Impact of meteorological analyses and chemical data assimilation on modelled long-term changes in stratospheric NO2
1Institute for Climate and Atmospheric Science, School of Earth and Environment, University of Leeds, Leeds, UK
2Belgian Institute for Space Aeronomy, Brussels, Belgium
3Instituto Nacional de Técnica Aeroespacial, Spain
4NIWA, Lauder, New Zealand
*now at: Earth and Planetary Sciences, UC Berkeley, California, USA
**now at: 1981 Omakau-Chatto Creek Road, Alexandra, New Zealand
Abstract.
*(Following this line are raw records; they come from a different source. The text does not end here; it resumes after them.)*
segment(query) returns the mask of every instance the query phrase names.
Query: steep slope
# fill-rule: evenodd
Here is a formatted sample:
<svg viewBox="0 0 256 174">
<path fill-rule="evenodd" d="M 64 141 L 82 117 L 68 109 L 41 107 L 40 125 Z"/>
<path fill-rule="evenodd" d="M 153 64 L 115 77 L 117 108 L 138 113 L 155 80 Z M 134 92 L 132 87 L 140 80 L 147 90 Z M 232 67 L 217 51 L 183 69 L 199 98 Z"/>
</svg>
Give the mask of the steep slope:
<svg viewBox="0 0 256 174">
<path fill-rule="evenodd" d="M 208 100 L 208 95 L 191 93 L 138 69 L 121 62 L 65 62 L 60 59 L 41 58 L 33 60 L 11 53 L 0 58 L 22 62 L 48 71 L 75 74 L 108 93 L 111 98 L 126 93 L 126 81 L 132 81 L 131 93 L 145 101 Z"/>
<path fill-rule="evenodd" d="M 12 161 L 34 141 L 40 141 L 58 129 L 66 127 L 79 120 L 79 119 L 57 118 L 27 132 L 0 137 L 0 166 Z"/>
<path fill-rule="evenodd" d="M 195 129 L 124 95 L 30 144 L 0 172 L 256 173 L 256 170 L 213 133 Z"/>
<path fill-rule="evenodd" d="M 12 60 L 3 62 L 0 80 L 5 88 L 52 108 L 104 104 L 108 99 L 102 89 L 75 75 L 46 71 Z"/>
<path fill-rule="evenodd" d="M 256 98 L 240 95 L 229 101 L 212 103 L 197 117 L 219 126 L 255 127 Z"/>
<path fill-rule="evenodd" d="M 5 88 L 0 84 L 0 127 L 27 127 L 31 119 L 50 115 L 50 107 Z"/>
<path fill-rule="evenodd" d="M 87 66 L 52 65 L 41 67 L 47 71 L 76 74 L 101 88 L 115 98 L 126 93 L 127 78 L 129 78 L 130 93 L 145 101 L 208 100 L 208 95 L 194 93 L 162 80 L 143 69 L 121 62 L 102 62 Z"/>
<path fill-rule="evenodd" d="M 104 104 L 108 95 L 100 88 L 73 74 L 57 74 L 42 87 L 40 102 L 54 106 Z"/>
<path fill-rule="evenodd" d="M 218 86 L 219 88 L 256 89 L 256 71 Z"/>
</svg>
We have used a three-dimensional (3-D) off-line chemical transport model (CTM) to investigate long-term changes in stratospheric NO2. The basic model was integrated from 1977 to 2001 using ECMWF (European Centre for Medium-Range Weather Forcasts) ERA-40 reanalyses. Additional model runs were performed which assimilated HALOE observations of long-lived tracers to constrain the model trace gas distributions. Assimilation of a single long-lived species (CH4) improves not only the distribution of all other long-lived species, via tracer-tracer correlations, but also shorter lived radical and reservoir species. Assimilation of the long-lived species corrects for errors in the model, due to horizontal transport from the ERA-40 reanalyses, and allows a more direct test of the model's chemistry.
The basic model significantly underestimates the observed column NO2 from mid-latitude ground-based sites in the mid-late 1990s. The mean underestimate is ~ 26% for summertime values between 1992 and 1998. Moreover, as the model agreement is better in the early 1990s, it underestimates the increasing trend throughout the decade. However, when the model assimilates HALOE CH4 data both comparisons are greatly improved. The mean model-observation difference reduces to 8% for summertime values and the trend improves. This indicates that given realistic wind fields to constrain the tracer transport, the model chemistry and aerosol schemes are able to reproduce the observed trends in NO2. Implications of this for using analysed wind fields to determine dynamical ozone trends are discussed. Ozone trends derived directly from transport models forced by analysed winds are likely subject to similar errors.